Between 14 million and 24 million U.S. residents don't have access to broadband service, and deployment isn't happening fast enough, a report from the U.S. Federal Communications Commission concluded.
Broadband isn't being rolled out to unserved areas in a timely manner, and immediate prospects for deployment to U.S. residents without service are "bleak," the FCC said in the broadband deployment report, released Tuesday. This is the first time, since the FCC began issuing the reports in 1999, that the agency has concluded that broadband isn't being deployed fast enough.
The report, required by Congress, is an "honest look" at the state of broadband in the U.S., Julius Genachowski, the FCC's chairman, said in a statement.
"The report points out the great broadband successes in the United States, including as many as 290 million Americans who have gained access to broadband over the past decade," Genachowski said. "But the statute requires more. It requires the agency to reach a conclusion about whether all -- not some, not most -- Americans are being served in a reasonable and timely fashion."
That's not happening, he added. But the FCC's national broadband plan, released in March, lays out a plan for achieving universal deployment, Genachowski said.

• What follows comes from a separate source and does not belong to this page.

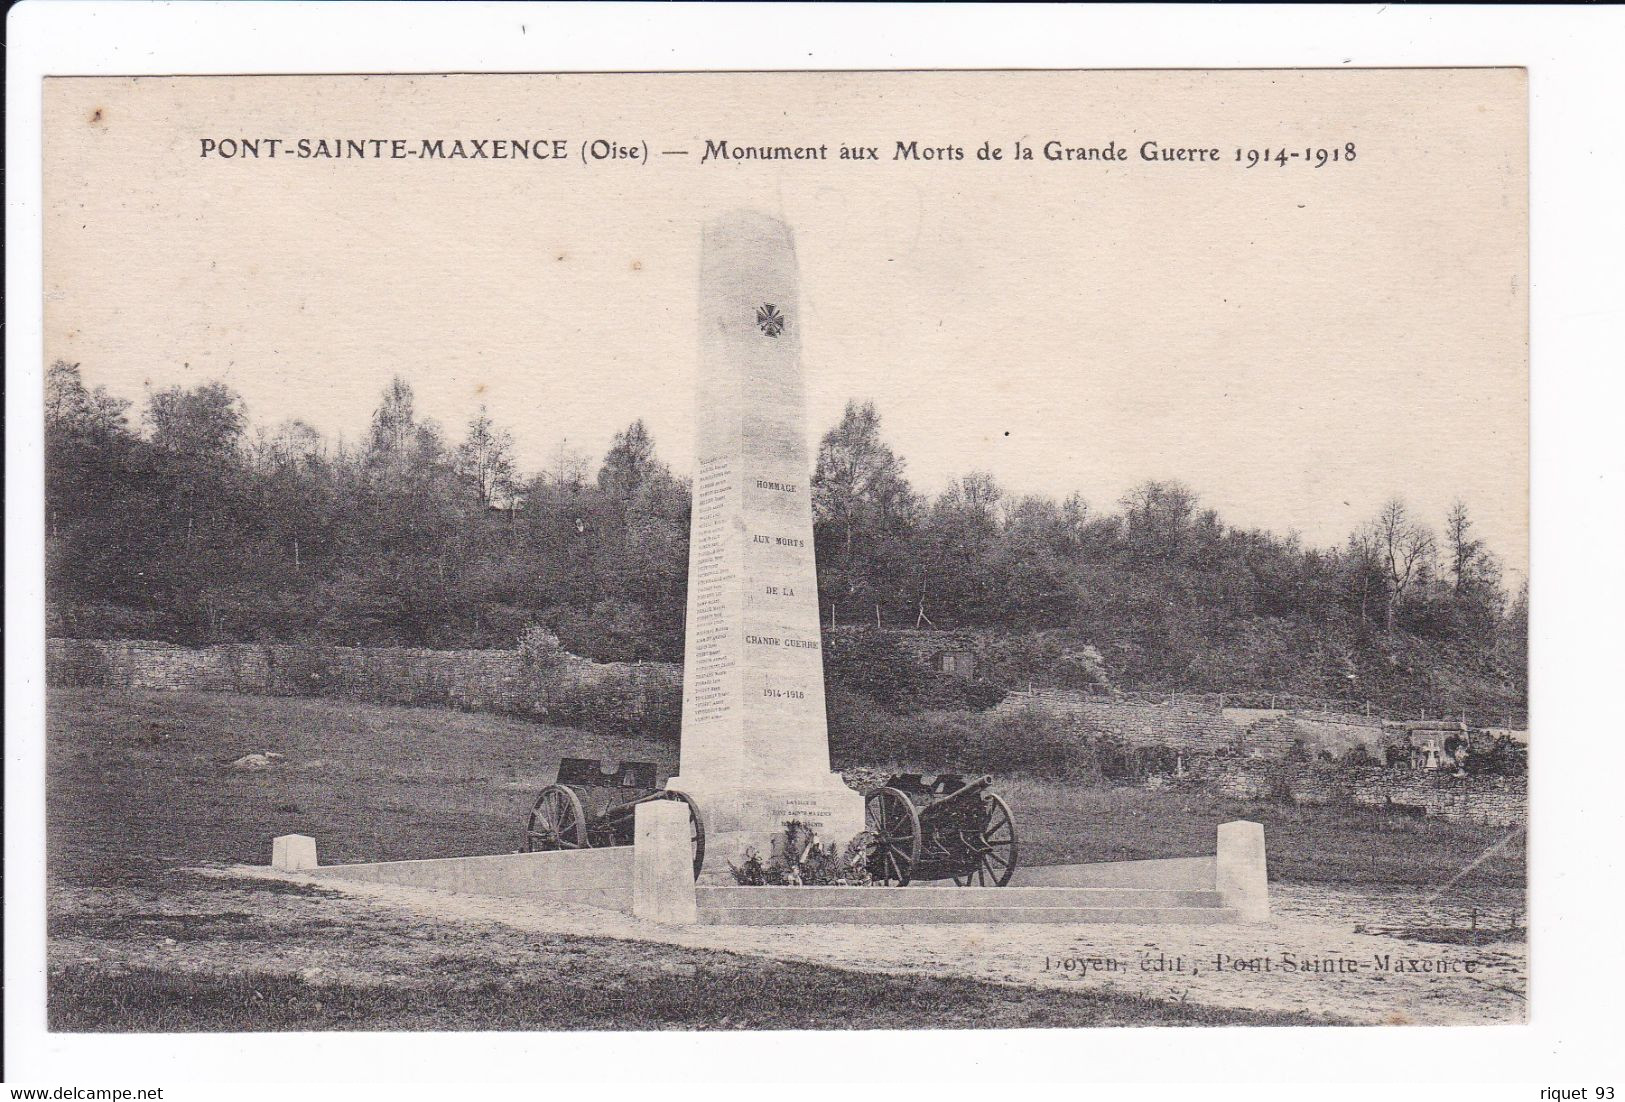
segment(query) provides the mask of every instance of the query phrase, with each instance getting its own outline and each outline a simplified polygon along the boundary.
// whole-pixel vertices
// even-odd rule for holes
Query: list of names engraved
[[[727,674],[734,668],[728,637],[727,516],[734,496],[733,464],[727,458],[700,464],[694,477],[694,631],[689,672],[694,678],[694,715],[716,719],[732,707]]]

The report focuses on ways to speed broadband deployment, including revamping the FCC's Universal Service Fund to support broadband, increasing the amount of wireless spectrum available for commercial and unlicensed uses, and collecting better broadband data to assist policymakers and consumers.

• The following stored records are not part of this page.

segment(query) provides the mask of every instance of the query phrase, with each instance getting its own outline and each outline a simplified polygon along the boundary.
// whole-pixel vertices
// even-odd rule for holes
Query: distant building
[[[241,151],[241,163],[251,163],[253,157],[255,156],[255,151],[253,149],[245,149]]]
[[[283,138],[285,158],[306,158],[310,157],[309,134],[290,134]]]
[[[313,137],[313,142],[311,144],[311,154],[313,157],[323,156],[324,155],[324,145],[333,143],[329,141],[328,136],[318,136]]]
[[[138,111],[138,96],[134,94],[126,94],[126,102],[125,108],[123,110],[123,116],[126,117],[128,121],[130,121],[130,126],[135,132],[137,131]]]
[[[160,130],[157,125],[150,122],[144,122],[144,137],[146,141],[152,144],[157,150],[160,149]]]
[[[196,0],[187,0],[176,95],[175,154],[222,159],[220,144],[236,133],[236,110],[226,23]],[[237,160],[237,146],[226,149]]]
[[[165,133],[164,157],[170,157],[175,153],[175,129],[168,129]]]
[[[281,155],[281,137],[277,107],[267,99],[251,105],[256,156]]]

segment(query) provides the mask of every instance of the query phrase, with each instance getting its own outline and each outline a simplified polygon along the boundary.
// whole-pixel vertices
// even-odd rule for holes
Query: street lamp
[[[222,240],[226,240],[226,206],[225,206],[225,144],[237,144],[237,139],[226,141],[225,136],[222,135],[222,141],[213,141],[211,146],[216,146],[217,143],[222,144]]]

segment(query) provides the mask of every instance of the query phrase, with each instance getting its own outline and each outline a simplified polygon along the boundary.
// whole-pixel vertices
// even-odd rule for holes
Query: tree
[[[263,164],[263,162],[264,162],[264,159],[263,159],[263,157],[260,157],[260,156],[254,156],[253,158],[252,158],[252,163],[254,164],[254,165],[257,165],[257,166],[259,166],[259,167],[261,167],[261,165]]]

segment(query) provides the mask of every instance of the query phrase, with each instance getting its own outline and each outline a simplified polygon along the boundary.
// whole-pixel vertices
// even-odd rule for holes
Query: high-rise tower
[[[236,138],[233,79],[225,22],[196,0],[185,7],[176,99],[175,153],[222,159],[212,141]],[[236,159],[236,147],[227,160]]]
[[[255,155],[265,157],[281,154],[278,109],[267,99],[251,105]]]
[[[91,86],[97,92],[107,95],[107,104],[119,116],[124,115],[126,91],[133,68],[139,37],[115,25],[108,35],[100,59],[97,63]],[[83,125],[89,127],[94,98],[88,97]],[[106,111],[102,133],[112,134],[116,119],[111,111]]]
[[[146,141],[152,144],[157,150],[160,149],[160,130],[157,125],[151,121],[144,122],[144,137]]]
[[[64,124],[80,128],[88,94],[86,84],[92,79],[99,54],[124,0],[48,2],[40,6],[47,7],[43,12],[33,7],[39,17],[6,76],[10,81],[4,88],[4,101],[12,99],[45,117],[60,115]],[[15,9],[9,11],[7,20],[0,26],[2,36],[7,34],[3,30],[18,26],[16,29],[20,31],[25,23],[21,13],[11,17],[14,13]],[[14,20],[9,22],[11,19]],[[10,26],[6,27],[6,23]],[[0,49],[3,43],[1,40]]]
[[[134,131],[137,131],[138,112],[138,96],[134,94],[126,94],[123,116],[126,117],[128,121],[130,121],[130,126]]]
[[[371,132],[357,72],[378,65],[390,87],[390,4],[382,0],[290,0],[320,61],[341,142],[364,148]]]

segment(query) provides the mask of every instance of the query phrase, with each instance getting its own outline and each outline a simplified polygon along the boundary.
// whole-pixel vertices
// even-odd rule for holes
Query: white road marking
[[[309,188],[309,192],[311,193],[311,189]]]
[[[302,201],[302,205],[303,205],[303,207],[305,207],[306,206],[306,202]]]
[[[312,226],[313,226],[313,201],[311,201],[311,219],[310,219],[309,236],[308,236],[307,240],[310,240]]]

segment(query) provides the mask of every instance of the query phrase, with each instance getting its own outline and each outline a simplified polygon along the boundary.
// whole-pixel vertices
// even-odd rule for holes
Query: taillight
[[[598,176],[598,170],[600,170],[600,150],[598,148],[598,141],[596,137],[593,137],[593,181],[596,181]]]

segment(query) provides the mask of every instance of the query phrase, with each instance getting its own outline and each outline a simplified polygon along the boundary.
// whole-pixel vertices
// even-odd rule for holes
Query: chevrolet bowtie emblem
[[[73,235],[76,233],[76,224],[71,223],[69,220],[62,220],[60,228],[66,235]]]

The report also redefines what speeds are necessary for the FCC to consider Internet access broadband. The agency has updated the decade-old definition of 200K bps (kilobits per second) downstream to 4M bps (megabits per second).
Robert McDowell, a Republican member of the FCC, said he disagreed with the report's conclusions. This report is a "180-degree reversal" from earlier reports, he said.
"Instead of focusing on the great strides that America has made in broadband deployment ... this report emphasizes subscribership," he said in a statement. "Collecting granular data, including subscribership numbers, is important. But, subscribership data does not equate to the 'availability' of broadband. In many instances the Report confuses the facts by substituting the terms 'deployment' and 'subscribership' as if they were synonymous and interchangeable."
Broadband providers have invested an average of US$27 billion in their networks between 2003 and 2009, added Meredith Baker, another Republican member of the FCC. The congressional mandate for the FCC to examine broadband deployment doesn't require universal access by 2010, she said.
"The question is whether network providers continue to make demonstrable progress towards that goal," she said in a statement. "All evidence suggests that answer be made in the affirmative."
Broadband providers AT&T and Verizon Communications didn't immediately respond to the report. Comcast had no comment.